Remote storage offers support for distributed deployment, multi-replica, and high reliability, making it suitable for production environments requiring high reliability and persistence.

Storage Adapter Architecture

The following diagram shows the position of the Storage Adapter in the overall system:

img

Core Capability Definitions

The Storage Adapter is a code module within the Broker that defines the capabilities required by underlying storage engines through Traits. It mainly includes the following aspects:

Shard management is responsible for the lifecycle management of shards, including creating shards, listing shards, deleting shards, and other operations. Data write capabilities support single writes and batch writes, with an offset returned after writing.

Query capabilities are flexible and support multiple dimensions. Data can be read by offset, by key, or by tag; it also supports finding the corresponding offset by timestamp. This design can meet the query requirements of different message protocols.

Consumer group management is responsible for consumption progress management, supporting commit and retrieval of consumption offset. Message expiration handles data lifecycle management and supports time-based and size-based data eviction policies.

Any storage system that implements these capabilities can serve as RobustMQ's underlying storage engine.

How to Use

Configuration

The storage engine is selected through startup configuration. The message_storage section in the configuration file is used to specify the storage engine type and related configuration:

json
"message_storage": {
  "storage_type": "Memory",
  "journal_config": null,
  "memory_config": null,
  "minio_config": null,
  "mysql_config": null,
  "rocksdb_config": null,
  "s3_config": null
}

The storage_type field specifies the storage engine type, such as Memory, RocksDB, MySQL, etc. The other *_config fields are the specific configuration options for each storage engine.

Multi-Engine Support

RobustMQ supports configuring multiple storage engines simultaneously. When the cluster starts, a default storage engine must be specified. When creating a Topic, you can specify which storage engine to use; different Topics can use different storage engines. If not specified when creating a Topic, the cluster's default storage engine is used.

Storage Engine Change

A Topic's storage engine can be changed, but a change strategy must be manually specified. One strategy is direct switchover without retaining old data—suitable for test environments or scenarios where historical data is not important. Another strategy is data migration, migrating data from the old engine to the new engine—suitable for production environments and important historical data.
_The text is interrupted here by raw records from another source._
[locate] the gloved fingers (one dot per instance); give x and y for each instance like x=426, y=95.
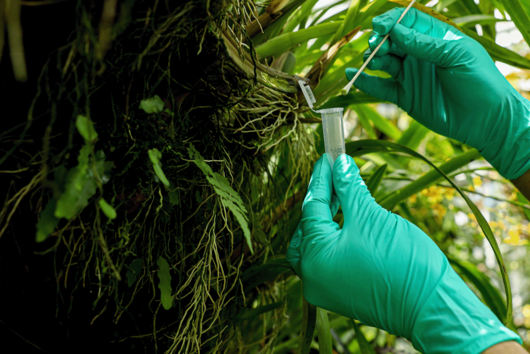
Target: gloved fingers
x=387, y=48
x=388, y=63
x=334, y=206
x=384, y=89
x=375, y=39
x=414, y=19
x=422, y=46
x=349, y=185
x=318, y=198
Storage engine changes are important operations and require careful selection of strategy.

Shard Concept

Design Background

Different message queue systems have different storage units, but they all essentially adopt an Append Only model. MQTT and AMQP use Topic and Queue as storage units, Kafka uses Partition, RocketMQ uses MessageQueue, and Pulsar also uses Partition. Although the names differ, the storage model is the same.

Shard Unified Abstraction

The Storage Adapter introduces the Shard concept to unify the abstraction of message data storage across different protocols. Shard was introduced mainly to mask the storage differences between different message systems, provide a unified storage interface and semantics, and simplify the implementation complexity of storage engines.
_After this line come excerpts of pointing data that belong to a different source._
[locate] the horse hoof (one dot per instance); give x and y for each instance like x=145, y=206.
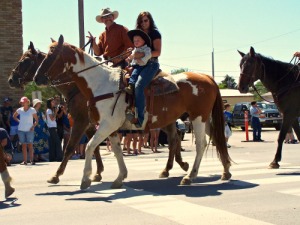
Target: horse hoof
x=186, y=181
x=97, y=178
x=9, y=191
x=185, y=166
x=116, y=185
x=53, y=180
x=226, y=176
x=164, y=174
x=85, y=184
x=274, y=165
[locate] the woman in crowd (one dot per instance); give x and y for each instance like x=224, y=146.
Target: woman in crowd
x=26, y=128
x=41, y=133
x=55, y=149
Shard is RobustMQ's unified data storage organization unit, similar to Kafka's Partition, RocketMQ's MessageQueue, and Pulsar's Partition. It supports distributed deployment and multi-replica storage, provides an Append Only write model, and supports queries across multiple dimensions such as offset, key, tag, and timestamp.

Through this unified Shard abstraction, RobustMQ can handle the message storage requirements of MQTT, AMQP, Kafka, and other protocols in the same way, and storage engines only need to implement one set of interfaces to support all protocols.